Dateline: Michigan—A state forensic scientist who said she tested her husband’s underwear for DNA to find out if he was having sex with another woman is being investigated to determine whether she violated policies banning the use of state equipment for personal reasons. Ann Chamberlain-Gordon of Okemos testified in March 7 divorce hearings that she ran the test last September on the underwear of Charles Gordon, Jr. to find out if he was cheating on her. Asked by his attorney what she found, she answered, “Another female. It wasn’t me.” Gordon, a defensive back who played in the Canadian Football League throughout the ’90s, denied his wife’s accusations that he admitted to the infidelity after being presented with DNA evidence. Now the Michigan State Police, which overseas the Lansing forensics laboratory where Chamberlain-Gordon works, is conducting an internal investigation to decide whether disciplinary actions should be taken. Chamberlain-Gordon insists she performed the test on her own time with expired chemicals.

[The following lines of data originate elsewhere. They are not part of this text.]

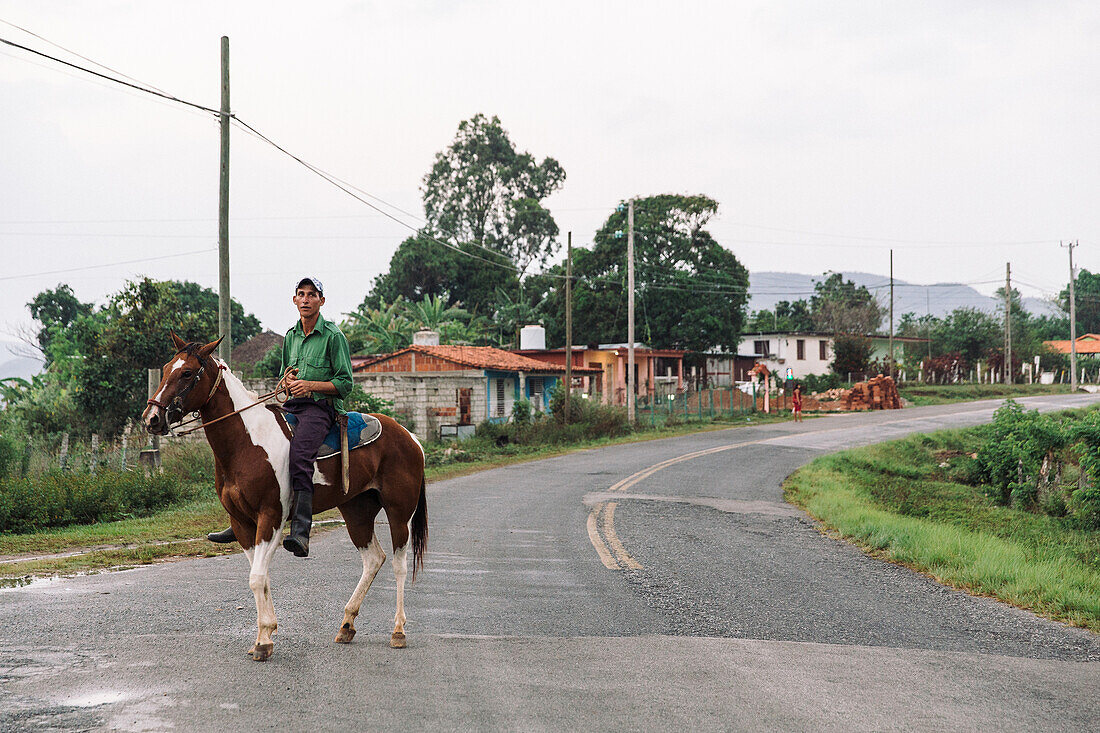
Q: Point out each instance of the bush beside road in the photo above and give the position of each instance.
(927, 502)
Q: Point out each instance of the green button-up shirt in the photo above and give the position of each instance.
(321, 357)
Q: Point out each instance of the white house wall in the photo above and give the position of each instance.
(783, 352)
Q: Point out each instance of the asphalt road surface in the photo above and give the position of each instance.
(640, 587)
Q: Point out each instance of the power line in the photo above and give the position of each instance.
(109, 78)
(109, 264)
(887, 239)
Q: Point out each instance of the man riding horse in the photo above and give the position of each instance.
(316, 362)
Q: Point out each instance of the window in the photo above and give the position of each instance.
(535, 385)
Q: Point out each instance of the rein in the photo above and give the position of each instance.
(279, 387)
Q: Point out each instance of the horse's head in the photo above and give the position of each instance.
(187, 382)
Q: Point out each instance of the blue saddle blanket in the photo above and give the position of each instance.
(362, 429)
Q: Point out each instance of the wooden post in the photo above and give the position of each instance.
(63, 460)
(95, 452)
(629, 313)
(153, 453)
(224, 323)
(569, 324)
(125, 439)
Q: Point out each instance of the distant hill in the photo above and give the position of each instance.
(11, 364)
(767, 288)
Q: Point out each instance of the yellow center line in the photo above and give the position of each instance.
(597, 542)
(613, 539)
(602, 515)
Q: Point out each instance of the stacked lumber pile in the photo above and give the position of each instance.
(877, 393)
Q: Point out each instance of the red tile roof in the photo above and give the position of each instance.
(1087, 343)
(482, 358)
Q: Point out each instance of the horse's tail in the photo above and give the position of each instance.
(419, 529)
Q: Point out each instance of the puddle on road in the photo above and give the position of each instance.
(95, 699)
(35, 582)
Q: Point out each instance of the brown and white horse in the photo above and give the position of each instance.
(252, 450)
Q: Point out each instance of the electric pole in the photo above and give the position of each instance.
(1008, 323)
(1073, 319)
(224, 324)
(891, 315)
(569, 324)
(629, 313)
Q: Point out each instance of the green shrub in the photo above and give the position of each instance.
(58, 499)
(10, 455)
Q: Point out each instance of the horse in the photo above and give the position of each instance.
(251, 448)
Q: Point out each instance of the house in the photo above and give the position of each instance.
(1087, 345)
(812, 352)
(458, 385)
(601, 369)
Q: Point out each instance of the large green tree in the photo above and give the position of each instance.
(691, 292)
(793, 316)
(482, 190)
(55, 310)
(839, 306)
(105, 352)
(422, 266)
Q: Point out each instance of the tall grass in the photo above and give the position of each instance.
(47, 496)
(898, 501)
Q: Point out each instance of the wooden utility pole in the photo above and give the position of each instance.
(1073, 319)
(224, 323)
(891, 315)
(569, 324)
(629, 313)
(1008, 323)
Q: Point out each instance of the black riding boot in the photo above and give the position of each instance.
(222, 537)
(301, 520)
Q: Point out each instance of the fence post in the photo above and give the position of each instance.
(125, 439)
(28, 451)
(154, 453)
(63, 461)
(95, 452)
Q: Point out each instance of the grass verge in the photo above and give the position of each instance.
(180, 532)
(898, 502)
(943, 394)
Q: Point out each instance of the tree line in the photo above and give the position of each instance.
(487, 261)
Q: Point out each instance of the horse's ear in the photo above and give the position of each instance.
(208, 349)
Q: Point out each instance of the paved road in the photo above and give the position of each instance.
(639, 587)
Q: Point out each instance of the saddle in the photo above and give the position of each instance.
(362, 430)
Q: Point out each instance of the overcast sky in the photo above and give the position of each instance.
(828, 132)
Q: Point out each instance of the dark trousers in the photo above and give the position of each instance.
(315, 420)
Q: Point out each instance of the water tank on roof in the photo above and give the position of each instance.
(426, 338)
(532, 337)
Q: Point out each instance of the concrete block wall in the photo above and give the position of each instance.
(428, 398)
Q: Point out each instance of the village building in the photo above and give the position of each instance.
(1087, 345)
(600, 370)
(447, 390)
(812, 352)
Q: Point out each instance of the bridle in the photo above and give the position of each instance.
(174, 411)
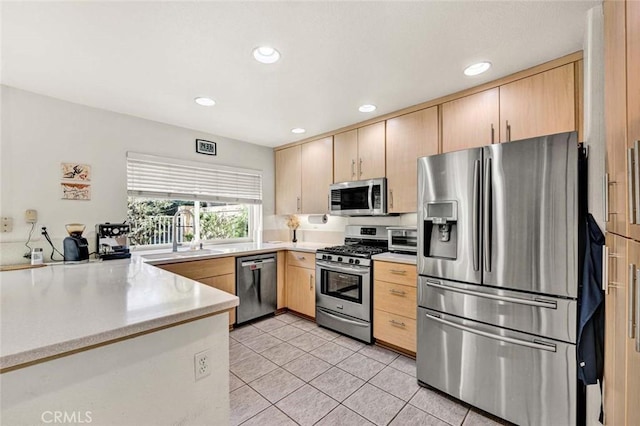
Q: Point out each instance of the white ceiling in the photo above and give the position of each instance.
(150, 59)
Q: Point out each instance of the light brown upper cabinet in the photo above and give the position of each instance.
(409, 137)
(317, 175)
(615, 111)
(633, 107)
(360, 153)
(471, 121)
(542, 104)
(288, 182)
(303, 175)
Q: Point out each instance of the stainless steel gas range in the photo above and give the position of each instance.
(344, 281)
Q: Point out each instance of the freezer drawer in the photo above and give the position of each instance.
(519, 377)
(542, 315)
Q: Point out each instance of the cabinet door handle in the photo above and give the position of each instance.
(637, 309)
(605, 192)
(636, 177)
(630, 293)
(630, 185)
(397, 323)
(605, 270)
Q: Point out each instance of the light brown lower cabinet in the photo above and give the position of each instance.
(395, 304)
(301, 283)
(622, 342)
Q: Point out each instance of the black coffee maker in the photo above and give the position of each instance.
(76, 248)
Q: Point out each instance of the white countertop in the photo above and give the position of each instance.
(46, 312)
(57, 309)
(223, 250)
(410, 259)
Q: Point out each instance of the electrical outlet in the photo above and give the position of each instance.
(202, 364)
(31, 216)
(7, 224)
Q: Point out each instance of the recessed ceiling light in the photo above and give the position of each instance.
(478, 68)
(367, 108)
(205, 101)
(266, 54)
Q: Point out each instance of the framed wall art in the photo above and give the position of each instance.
(75, 191)
(76, 171)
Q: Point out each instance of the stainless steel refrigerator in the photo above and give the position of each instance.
(497, 292)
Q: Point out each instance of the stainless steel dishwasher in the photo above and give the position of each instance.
(256, 286)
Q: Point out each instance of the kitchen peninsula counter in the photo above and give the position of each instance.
(58, 309)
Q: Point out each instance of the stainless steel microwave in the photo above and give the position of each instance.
(359, 198)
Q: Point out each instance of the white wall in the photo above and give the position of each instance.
(147, 380)
(39, 132)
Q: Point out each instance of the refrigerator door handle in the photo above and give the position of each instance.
(476, 215)
(487, 215)
(541, 303)
(535, 344)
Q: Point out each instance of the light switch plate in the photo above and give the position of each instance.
(7, 224)
(31, 216)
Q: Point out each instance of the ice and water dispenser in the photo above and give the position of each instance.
(441, 229)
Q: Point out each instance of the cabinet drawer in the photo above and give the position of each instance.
(301, 259)
(395, 329)
(202, 268)
(395, 298)
(399, 273)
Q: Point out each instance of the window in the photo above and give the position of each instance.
(224, 202)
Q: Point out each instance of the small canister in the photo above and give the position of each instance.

Dateline: Illinois—Police in suburban Chicago tracked down a 4-year-old girl who dialed 911 nearly 300 times in the last month using a discarded cell phone. Unbeknownst to her mother, the girl used a deactivated cellphone to call Carpentersville dispatchers 287 times in June—sometimes as often as 20 times a shift. “We asked [the caller] what she wanted. She said she wanted McDonald’s," Steve Cordes, executive director of QuadCom's emergency center, told the Elgin Courier News. “We talked with her and we convinced her if she told us where she lives, we would bring her McDonald’s,” he said. “She finally gave us her address. So we sent the police over—with no McDonald’s.” After police arrived, the girl’s mother took away the phone, Cordes said.